Good article minus some details I think. The inital restoration of this car was completed by Bob Postell and John Williams in Atlanta in the early 2000s. John drove the car in a couple of events, but don't know that he had it completely sorted out before it was sold. Even though the bits to restore the car to its original CP configuration came with the car, the IMSA bodywork in the Activision colors was already done when Postell bought it and he finished up the livery. This is how the car looked (photo of car at Road Atlanta with the Elva in the background) when Adam Carolla acquired it.
My wife and I enjoyed watching Paul and Jim race at Road Atlanta. I was able to snap this picture at his last race there.
Nader
New Reader
3/17/21 4:26 p.m.
Maybe Fitzgerald was a great guy, I don't know, but everything I read about him as a racer is a turnoff.
dougie
HalfDork
3/27/21 11:29 p.m.
Nader said:
Maybe Fitzgerald was a great guy, I don't know, but everything I read about him as a racer is a turnoff.

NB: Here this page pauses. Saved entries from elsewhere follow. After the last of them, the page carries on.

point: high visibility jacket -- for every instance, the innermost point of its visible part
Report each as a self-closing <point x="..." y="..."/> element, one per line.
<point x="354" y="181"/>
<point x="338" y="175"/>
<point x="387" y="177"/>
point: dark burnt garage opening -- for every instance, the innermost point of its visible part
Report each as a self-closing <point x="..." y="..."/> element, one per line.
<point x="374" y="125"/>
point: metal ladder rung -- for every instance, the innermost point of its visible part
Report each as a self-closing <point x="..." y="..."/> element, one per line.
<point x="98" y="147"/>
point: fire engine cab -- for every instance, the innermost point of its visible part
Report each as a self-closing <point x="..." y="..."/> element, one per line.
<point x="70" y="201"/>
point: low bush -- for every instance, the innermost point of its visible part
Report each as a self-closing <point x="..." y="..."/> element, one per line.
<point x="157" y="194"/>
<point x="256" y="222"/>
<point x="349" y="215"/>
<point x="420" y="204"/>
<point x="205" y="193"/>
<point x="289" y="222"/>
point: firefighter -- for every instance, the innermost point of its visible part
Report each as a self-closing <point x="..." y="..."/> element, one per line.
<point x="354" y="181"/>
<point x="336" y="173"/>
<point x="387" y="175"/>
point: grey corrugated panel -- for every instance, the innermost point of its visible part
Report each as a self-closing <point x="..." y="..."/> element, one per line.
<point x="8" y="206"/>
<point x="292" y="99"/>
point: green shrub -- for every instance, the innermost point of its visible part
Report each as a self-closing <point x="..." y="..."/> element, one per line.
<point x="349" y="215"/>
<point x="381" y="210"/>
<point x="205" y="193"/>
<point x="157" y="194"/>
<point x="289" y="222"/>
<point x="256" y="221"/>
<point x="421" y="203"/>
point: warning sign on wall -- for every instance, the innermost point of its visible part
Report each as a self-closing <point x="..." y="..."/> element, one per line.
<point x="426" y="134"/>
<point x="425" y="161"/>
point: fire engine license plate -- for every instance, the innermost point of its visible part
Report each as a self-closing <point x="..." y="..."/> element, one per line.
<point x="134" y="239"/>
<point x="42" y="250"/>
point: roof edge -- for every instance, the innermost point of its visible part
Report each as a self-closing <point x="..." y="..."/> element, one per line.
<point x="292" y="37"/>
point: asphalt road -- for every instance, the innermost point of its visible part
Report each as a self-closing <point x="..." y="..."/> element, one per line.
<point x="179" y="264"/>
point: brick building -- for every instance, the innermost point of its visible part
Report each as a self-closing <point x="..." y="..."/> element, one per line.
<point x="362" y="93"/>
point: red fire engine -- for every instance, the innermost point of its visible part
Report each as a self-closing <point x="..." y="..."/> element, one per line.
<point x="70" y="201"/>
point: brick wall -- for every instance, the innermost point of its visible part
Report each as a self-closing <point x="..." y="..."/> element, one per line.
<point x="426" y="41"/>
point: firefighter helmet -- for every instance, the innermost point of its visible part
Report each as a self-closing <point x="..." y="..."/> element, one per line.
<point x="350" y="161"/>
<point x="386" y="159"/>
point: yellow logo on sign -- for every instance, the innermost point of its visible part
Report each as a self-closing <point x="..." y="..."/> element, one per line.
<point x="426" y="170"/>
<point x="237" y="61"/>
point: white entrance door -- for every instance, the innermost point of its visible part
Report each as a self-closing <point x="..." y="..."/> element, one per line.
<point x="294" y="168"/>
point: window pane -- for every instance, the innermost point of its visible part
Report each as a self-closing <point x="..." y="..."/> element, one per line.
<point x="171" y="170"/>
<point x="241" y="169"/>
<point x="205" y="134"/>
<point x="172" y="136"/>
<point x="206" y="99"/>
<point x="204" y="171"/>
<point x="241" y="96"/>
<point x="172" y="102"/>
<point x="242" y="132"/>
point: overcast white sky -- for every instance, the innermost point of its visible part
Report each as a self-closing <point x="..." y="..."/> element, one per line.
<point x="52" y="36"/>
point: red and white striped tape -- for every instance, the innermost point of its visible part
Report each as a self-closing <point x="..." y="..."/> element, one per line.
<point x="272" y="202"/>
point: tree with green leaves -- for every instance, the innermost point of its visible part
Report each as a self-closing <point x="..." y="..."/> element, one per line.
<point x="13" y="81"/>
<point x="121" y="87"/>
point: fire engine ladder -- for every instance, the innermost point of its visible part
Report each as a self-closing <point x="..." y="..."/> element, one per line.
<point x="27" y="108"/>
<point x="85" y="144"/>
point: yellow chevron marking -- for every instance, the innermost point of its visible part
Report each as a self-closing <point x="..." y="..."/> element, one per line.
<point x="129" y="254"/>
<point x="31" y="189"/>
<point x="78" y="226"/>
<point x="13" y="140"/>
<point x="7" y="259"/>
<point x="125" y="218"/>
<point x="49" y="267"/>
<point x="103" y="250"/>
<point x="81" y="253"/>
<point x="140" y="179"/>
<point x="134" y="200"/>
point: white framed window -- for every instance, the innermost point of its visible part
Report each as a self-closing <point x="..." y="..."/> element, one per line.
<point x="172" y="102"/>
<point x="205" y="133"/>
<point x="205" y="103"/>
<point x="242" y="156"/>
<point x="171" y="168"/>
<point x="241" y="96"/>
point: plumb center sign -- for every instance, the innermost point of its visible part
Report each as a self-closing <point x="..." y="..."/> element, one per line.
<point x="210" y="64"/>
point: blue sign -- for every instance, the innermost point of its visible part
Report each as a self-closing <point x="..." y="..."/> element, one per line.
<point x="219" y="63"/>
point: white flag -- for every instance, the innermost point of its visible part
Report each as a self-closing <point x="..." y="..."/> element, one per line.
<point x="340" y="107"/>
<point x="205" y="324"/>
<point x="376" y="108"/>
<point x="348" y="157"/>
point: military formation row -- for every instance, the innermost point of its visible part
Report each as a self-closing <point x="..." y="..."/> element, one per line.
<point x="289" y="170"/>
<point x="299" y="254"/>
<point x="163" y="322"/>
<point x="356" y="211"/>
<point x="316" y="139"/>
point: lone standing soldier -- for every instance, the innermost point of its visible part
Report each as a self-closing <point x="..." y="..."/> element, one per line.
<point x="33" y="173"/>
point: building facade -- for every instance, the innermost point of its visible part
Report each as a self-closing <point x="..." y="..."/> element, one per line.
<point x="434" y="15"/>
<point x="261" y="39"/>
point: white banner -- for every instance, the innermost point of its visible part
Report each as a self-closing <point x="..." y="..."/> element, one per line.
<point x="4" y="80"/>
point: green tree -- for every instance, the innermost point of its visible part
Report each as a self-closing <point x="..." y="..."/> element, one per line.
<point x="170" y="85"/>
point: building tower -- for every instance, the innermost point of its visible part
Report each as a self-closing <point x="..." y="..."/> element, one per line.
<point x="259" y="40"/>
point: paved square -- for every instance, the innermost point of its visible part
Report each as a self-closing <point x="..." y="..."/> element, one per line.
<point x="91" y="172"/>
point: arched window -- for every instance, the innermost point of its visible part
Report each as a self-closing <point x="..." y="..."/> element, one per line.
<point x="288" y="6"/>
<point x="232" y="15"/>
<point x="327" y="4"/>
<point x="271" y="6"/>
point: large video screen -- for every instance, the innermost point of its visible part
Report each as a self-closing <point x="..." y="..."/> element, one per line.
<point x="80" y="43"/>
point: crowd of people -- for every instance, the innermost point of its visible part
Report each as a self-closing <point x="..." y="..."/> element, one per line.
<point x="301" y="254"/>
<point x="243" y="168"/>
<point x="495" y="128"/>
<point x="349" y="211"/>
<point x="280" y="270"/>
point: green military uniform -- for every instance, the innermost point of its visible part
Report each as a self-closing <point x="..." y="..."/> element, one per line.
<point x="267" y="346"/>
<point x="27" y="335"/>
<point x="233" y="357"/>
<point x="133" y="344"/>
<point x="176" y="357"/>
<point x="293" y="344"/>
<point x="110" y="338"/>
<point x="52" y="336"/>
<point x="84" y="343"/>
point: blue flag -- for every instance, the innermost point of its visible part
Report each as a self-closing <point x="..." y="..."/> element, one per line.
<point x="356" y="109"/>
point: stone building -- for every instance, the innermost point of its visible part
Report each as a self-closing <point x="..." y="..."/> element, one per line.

Ditto....That BS on Freddy's Jag at the start of the race says it all. He couldn't beat the Jag straight up, so he tried a d-bag move that shows his real character.....
I won't call on a racer's motivation. My time with Fitzy was @ Road Atlanta Drivers School. My girlfriend had given me the class as a Christmas present. When I showed up Fitzy had us select a car, Z-cars, 300s I think. One had a crumbled fender and I asked aboput it. "Oh, Cruise was here last week with Newman & he crunched that fender." So I sez, "OK, I'll take that car & if I mess up maybe Cruise can pay for it?" Got the stink eye from Fitzy. The other student in the class was a showroom stock semi-pro, there to get tuned up for an upcoming event. We went to the skidpad & I just couldn't do it, I'd always recover from the skid, never got it down, really pissed Fity off. When we got to the track time, I always left about foot off the apex, Fitzy is riding with me & just cussing away, "Hit the friggin apex!", running into turn 12 he just reached over, grabbed the wheek & drug the car to the rumble strip. "That's what I'm talkin' about!" Then the two of us, the semi-pro & I were turned loose for free laps. He never caught me, when we got in he told Fitzy, with a look of amazment, "That guy is fast." The next year I was there in my Formula Ford and looked up Fitzy. "Yeah, I remeber you, couldn't work the skidpad, and wanted Cruise to pay for any damage you did." "You're wheelin' that Ford pretty good, try hittin' a closer apex in 12 will ya?" He told me to come to a track I wasn't familiar with. When I asked him what it was like, "Well the front straight's pretty long, then they got a tight righthander, then a left, a straight or two, couple more turns and you're back to that front straight. Great track."
He just loved racing, I don't think the particulars, other than speed, mattered to him.